The General Federation of Women's Clubs is an international women's organization dedicated to community improvement by enhancing the lives of others through volunteer service. From women's health and equality to global poverty and international rights of women and children, GFWC members' talents and interests are used to enhance the lives of their neighbors and friends.
GFWC's roots can be traced back to 1868 when Jane Cunningham Croly (1829-1901), a professional New York journalist who wrote under the pen name of Jennie June, attempted to attend a dinner at an all-male press club honoring British novelist Charles Dickens. Croly was denied admittance based upon her gender and, in response, she formed a club for women. She chose the name Sorosis, a Greek word meaning "an aggregation; a sweet flavor of many fruits".
Jane Croly, founder of Sorosis, extended an invitation to women's clubs throughout the United States to attend a ratification convention in New York City. Sixty-three clubs attended on April 23-25 and took action to form the General Federation of Women's Clubs.
GFWC is a community service organization with many levels of membership.
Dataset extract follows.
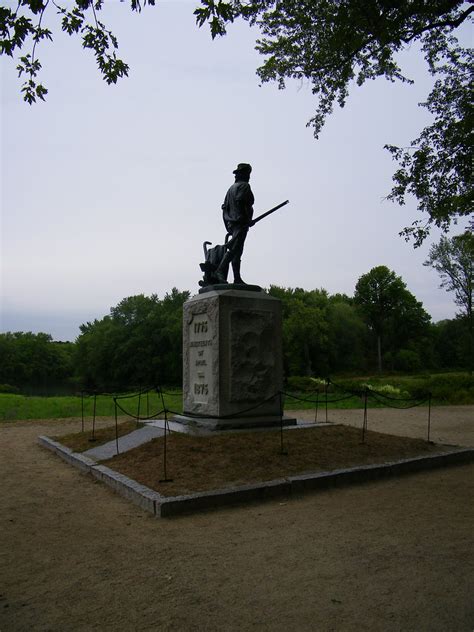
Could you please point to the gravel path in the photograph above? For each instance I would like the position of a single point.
(388, 556)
Specificaly, GFWC is comprised of six membership levels: national, regional, state, county, district and local.
The first level of GFWC membership is national. The Executive Committee and Board of Directors are considered members on a national scale. GFWC members involved with these directorial committees are chosen by the GFWC International President at the beginning of her two year administration. During her administration, the GFWC International President lives at GFWC International Headquarters in Washington, D.C.
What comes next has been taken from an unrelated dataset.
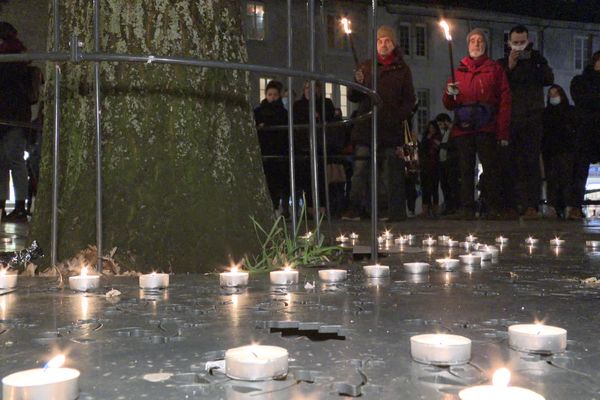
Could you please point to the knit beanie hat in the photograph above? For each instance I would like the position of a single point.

Following the national level is the regional level. GFWC consists of eight Regions:
- Great Lakes Region (Illinois, Indiana, Michigan, Ohio, Wisconsin)
- Middle Atlantic Region (Delaware, New Jersey, New York, Pennsylvania)
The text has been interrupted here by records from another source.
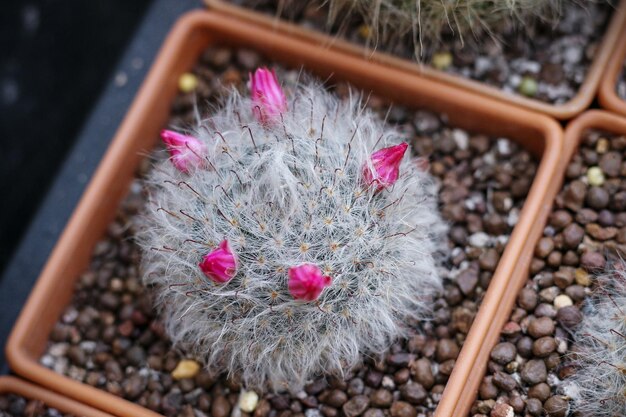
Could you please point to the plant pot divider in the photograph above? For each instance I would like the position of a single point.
(12, 385)
(593, 119)
(579, 103)
(607, 94)
(195, 31)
- Mississippi Valley Region (Iowa, Kansas, Minnesota, Missouri, Nebraska, North Dakota, South Dakota)
- New England Region (Connecticut, Maine, Massachusetts, New Hampshire, Rhode Island, Vermont)
- South Central Region (Arizona, Arkansas, Louisiana, New Mexico, Oklahoma, Texas)
- Southeastern Region (Kentucky, Maryland, North Carolina, Tennessee, Virginia, West Virginia)
- Southern Region (Alabama, Florida, Georgia, Mississippi, South Carolina)
- Western States Region (Alaska, California, Colorado, Hawaii, Idaho, Montana, Nevada, Oregon, Utah, Washington, Wyoming)
The next organizational level is state. GFWC has members in each of the 50 states.
County and district levels follow the state level. These two Federation categories vary from state to state; some states choose not to have county and district levels, whereas other states contain multiple counties and districts.
The sixth organizational level of GFWC is local. GFWC is comprised of thousands of local clubs; each club elects officers and works independently on various projects in their community. It is the local level which most embodies the GFWC motto "Unity in Diversity". GREEN VALLEY WOMAN'S CLUB is one of the local clubs in the state of Nevada.
GFWC's emblem depicts a circular band signifying eternity. In the center of the circular band, the crusader's shield emerges from a darkened world (represented by the field of darkness), which represents enlightenment. The enameled colors - red, white, and blue - are the colors of the United States of America. The red implies courage, the white equals purity and the blue stands for constancy.